さらに、看護部・リハビリ部・医師との情報共有の遅れも、患者の活動量低下につながっており、「急性期の役割を果たしきれていない」という危機感が生まれていました。
●KPI設定と院内の議論
多職種カンファレンスにて、次のような議論が交わされました:
- 「術後早期離床が大事なのはわかるが、現場では安全面の懸念が強く、踏み出せない」
- 「情報共有が煩雑で、PTが患者を見に行っても『まだ離床許可が出ていない』ということが多い」
- 「そもそも、何をどこまで急性期リハの目標にするのか共通認識がない」
この議論から、整形外科領域に特化した次のKPIが設定されました:
- KPI①:術後48時間以内のリハビリ開始率(目標90%)
●KPIを現場に広めた方法
整形外科病棟では、KPIを単なる数値目標として伝えるのではなく、「なぜそれが必要なのか」「誰がどの情報を共有すれば進むのか」を具体化して共有しました。

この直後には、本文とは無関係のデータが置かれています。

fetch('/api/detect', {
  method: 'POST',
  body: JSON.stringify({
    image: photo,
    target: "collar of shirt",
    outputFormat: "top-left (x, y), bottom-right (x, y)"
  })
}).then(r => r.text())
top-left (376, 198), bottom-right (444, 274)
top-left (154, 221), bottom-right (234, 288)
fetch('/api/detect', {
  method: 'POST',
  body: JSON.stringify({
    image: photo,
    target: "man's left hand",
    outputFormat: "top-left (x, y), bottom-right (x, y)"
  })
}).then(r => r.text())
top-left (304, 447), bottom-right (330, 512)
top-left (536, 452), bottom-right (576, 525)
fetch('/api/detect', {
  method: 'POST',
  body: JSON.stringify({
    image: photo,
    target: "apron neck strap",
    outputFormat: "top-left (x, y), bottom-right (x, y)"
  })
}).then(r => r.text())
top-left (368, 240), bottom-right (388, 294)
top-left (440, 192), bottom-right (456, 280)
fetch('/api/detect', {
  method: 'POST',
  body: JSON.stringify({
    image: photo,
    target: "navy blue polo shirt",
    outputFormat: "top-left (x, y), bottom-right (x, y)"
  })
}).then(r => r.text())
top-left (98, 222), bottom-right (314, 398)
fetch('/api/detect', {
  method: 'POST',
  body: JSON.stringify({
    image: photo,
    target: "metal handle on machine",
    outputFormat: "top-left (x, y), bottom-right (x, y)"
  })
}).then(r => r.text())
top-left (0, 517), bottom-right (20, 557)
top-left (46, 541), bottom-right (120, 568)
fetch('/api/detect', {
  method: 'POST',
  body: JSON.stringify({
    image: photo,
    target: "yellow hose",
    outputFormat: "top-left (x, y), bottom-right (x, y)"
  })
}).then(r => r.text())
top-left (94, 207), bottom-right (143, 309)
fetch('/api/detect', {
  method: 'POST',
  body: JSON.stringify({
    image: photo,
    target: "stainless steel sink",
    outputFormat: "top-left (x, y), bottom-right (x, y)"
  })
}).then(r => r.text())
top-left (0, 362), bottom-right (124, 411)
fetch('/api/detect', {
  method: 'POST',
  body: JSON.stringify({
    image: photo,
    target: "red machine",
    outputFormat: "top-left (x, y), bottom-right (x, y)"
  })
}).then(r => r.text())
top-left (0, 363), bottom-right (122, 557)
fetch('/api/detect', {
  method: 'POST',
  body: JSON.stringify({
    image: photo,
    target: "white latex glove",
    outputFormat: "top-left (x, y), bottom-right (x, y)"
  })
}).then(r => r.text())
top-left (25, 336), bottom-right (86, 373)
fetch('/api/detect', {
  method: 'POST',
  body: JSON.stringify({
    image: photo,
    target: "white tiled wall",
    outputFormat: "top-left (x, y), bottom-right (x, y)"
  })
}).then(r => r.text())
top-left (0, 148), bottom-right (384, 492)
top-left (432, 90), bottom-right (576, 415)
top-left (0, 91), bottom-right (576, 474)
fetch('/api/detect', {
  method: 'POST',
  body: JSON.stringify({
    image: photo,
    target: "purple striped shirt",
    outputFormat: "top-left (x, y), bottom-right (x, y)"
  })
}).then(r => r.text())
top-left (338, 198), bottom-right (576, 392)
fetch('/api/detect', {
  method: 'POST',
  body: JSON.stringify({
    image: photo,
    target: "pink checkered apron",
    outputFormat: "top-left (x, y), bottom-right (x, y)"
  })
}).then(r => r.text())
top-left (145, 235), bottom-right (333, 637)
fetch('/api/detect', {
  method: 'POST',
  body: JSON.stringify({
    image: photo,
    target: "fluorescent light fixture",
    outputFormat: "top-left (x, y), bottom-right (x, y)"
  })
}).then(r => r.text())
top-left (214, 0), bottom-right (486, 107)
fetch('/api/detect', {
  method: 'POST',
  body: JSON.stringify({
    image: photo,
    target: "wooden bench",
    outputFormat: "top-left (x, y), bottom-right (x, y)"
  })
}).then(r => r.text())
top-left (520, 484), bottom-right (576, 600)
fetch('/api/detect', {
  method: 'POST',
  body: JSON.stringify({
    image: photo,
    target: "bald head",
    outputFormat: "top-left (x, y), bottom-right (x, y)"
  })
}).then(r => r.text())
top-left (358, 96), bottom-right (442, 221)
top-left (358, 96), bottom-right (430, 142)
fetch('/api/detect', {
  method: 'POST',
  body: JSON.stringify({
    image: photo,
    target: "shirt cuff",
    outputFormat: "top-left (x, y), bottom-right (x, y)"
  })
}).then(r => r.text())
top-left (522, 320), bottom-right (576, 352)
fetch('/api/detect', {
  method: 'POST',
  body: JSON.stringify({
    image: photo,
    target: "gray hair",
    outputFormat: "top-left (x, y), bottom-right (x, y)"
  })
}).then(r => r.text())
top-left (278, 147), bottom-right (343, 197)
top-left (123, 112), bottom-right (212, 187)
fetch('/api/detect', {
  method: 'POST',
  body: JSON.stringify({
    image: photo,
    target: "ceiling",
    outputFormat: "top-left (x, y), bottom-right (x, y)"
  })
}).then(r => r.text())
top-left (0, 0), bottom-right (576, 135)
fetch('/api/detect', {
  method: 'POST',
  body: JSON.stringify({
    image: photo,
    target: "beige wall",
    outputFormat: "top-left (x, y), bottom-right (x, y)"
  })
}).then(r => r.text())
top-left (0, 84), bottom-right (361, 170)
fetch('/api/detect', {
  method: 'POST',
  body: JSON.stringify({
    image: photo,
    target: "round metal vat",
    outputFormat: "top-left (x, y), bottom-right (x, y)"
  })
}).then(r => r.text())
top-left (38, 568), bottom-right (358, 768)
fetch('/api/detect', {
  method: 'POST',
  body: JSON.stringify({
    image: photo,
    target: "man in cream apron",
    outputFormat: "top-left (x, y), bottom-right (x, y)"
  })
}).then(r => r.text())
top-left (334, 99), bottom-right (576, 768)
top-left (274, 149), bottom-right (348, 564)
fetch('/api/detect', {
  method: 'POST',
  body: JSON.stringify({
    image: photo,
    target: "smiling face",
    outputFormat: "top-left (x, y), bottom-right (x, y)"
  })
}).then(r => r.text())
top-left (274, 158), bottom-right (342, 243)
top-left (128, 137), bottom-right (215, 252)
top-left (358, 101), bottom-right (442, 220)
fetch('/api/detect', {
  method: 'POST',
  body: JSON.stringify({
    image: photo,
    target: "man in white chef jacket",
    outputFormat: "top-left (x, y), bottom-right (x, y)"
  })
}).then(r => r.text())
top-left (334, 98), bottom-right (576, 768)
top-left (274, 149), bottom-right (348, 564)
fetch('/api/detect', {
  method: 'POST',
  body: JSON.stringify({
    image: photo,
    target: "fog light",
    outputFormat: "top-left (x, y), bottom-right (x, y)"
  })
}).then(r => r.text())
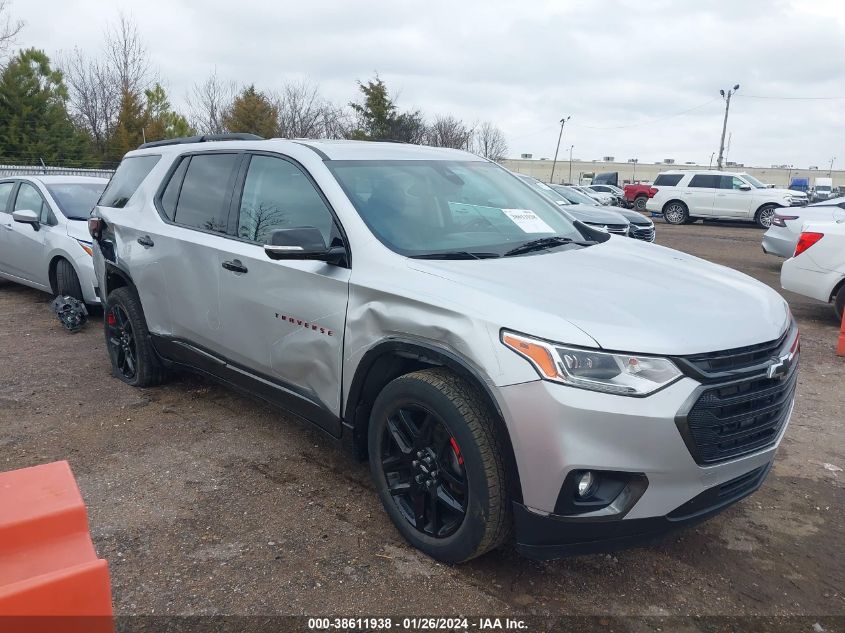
top-left (578, 470), bottom-right (596, 499)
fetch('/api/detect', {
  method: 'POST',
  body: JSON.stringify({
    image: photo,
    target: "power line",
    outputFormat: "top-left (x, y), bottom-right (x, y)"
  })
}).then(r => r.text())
top-left (572, 97), bottom-right (719, 130)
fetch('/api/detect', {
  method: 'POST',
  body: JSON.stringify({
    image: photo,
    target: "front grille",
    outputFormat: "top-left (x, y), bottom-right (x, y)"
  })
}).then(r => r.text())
top-left (677, 326), bottom-right (795, 378)
top-left (678, 354), bottom-right (798, 465)
top-left (628, 224), bottom-right (654, 242)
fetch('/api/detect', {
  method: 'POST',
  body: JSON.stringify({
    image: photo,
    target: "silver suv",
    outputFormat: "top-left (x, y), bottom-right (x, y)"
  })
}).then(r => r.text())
top-left (89, 137), bottom-right (798, 562)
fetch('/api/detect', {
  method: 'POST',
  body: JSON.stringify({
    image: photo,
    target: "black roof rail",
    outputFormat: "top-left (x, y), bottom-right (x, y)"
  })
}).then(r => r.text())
top-left (138, 132), bottom-right (264, 149)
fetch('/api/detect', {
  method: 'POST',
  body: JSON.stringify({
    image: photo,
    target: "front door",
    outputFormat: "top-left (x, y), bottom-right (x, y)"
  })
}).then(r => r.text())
top-left (220, 154), bottom-right (350, 435)
top-left (681, 174), bottom-right (719, 218)
top-left (713, 176), bottom-right (753, 218)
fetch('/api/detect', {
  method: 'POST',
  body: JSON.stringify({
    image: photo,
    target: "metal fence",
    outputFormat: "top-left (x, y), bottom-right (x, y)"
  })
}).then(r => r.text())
top-left (0, 165), bottom-right (114, 178)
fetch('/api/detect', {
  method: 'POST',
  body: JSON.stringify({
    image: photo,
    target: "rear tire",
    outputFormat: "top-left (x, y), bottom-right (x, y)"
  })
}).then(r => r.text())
top-left (754, 204), bottom-right (778, 229)
top-left (56, 259), bottom-right (85, 301)
top-left (103, 286), bottom-right (166, 387)
top-left (368, 368), bottom-right (512, 563)
top-left (663, 200), bottom-right (689, 224)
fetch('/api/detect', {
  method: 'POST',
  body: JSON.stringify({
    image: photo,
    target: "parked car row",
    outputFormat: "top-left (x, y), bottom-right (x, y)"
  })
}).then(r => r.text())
top-left (1, 135), bottom-right (799, 563)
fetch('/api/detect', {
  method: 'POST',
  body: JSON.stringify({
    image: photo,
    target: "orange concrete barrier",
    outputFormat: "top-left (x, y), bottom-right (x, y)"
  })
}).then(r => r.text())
top-left (0, 461), bottom-right (114, 633)
top-left (836, 311), bottom-right (845, 356)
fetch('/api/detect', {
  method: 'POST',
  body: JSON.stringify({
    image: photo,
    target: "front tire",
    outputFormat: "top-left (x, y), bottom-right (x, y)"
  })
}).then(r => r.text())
top-left (103, 286), bottom-right (165, 387)
top-left (368, 368), bottom-right (511, 563)
top-left (663, 200), bottom-right (689, 224)
top-left (754, 204), bottom-right (778, 229)
top-left (56, 259), bottom-right (85, 301)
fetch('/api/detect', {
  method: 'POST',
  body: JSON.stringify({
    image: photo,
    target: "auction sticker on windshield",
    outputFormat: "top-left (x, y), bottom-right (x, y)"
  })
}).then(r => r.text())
top-left (502, 209), bottom-right (555, 233)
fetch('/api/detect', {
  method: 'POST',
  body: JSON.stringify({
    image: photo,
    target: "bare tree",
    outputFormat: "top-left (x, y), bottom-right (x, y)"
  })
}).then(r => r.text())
top-left (471, 121), bottom-right (508, 163)
top-left (275, 81), bottom-right (327, 138)
top-left (105, 13), bottom-right (153, 94)
top-left (426, 115), bottom-right (473, 149)
top-left (0, 0), bottom-right (23, 58)
top-left (61, 13), bottom-right (153, 153)
top-left (61, 49), bottom-right (120, 153)
top-left (186, 68), bottom-right (237, 134)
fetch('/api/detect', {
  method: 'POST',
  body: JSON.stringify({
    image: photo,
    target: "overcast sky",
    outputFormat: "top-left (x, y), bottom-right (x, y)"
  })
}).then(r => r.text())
top-left (11, 0), bottom-right (845, 167)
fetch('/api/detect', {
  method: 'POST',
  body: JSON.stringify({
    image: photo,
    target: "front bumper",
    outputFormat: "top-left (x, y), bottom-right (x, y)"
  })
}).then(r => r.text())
top-left (499, 370), bottom-right (791, 558)
top-left (513, 462), bottom-right (772, 560)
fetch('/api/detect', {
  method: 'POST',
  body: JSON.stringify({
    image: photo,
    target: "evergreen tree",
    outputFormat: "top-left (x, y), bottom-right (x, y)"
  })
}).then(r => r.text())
top-left (0, 48), bottom-right (91, 166)
top-left (223, 86), bottom-right (279, 138)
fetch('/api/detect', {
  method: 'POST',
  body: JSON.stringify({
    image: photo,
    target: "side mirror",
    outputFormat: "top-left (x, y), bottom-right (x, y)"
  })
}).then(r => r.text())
top-left (264, 226), bottom-right (347, 266)
top-left (12, 209), bottom-right (41, 231)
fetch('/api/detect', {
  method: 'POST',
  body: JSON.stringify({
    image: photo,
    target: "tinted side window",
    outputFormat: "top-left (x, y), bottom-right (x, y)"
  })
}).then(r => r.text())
top-left (654, 174), bottom-right (683, 187)
top-left (161, 157), bottom-right (191, 221)
top-left (238, 156), bottom-right (334, 245)
top-left (174, 154), bottom-right (240, 233)
top-left (689, 174), bottom-right (721, 189)
top-left (0, 182), bottom-right (15, 213)
top-left (99, 156), bottom-right (161, 209)
top-left (14, 182), bottom-right (50, 224)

- 術前に看護師・PT・OT・医師で「離床開始計画シート」を共有し、離床目標を統一
- 電子カルテ内に「離床許可」チェックボックスを設置し、術後の情報伝達をワンタッチで完了できる体制に
- KPIの達成状況を病棟ごとに月次で集計・可視化し、ベンチマーク方式で評価
- スタッフ教育として、「離床が1日遅れると筋力低下が〇%進む」などのエビデンスも交えた啓発資料を配布
●得られた成果
取り組みから4ヶ月後、病棟・部署を超えた改善が見られました。
- リハビリ開始48時間以内の達成率向上
- 離床の早期化により、在院日数も短縮し、病床稼働率が向上
- 看護師からは「初回離床にリハが必ず関わる安心感がある」「予定を立てやすくなった」とポジティブな声が増加
- 患者家族への「離床スケジュール説明資料」も作成され、患者・家族との信頼関係も向上
この事例からも分かるように、KPIは単なる“数値の目標”ではなく、組織の動きを可視化し、共通認識を生むツールです。特に整形外科などスピードとタイミングが重要な領域では、KPIが現場の意思決定と連携を加速させる鍵となります。
実際に数値を活用する際のポイントと対策
KPI・KGIを導入したからといって、数値だけに振り回されてしまっては本末転倒です。重要なのは、「数字を使って、何を良くしたいのか」を常に意識することです。
数値を共有する際は、スタッフ間で目標の意味や背景を説明し、納得の上で運用することがカギとなります。特に現場では、見える化ツール(例:BIツール、Excelダッシュボード、ホワイトボードグラフ)を活用することで、理解度と関心を高めることが可能です。
また、「改善したい数値」と「現場の実感」にギャップがある場合は、KPIの再設定や補助指標の追加も検討しましょう。最終的には、数字の先にある患者の生活の質(QOL)や職員の働きがいを大切にする視点が求められます。
まとめ
リハビリ専門職にとって、KPI・KGIの設定は単なる数字管理ではなく、患者のQOL向上やチーム医療の質の向上につながる重要な手段です。入院数、在宅復帰率、平均在院日数といった指標を適切に活用し、現場の「見える化」を進めることで、医療の質と働きがいの両立を目指しましょう。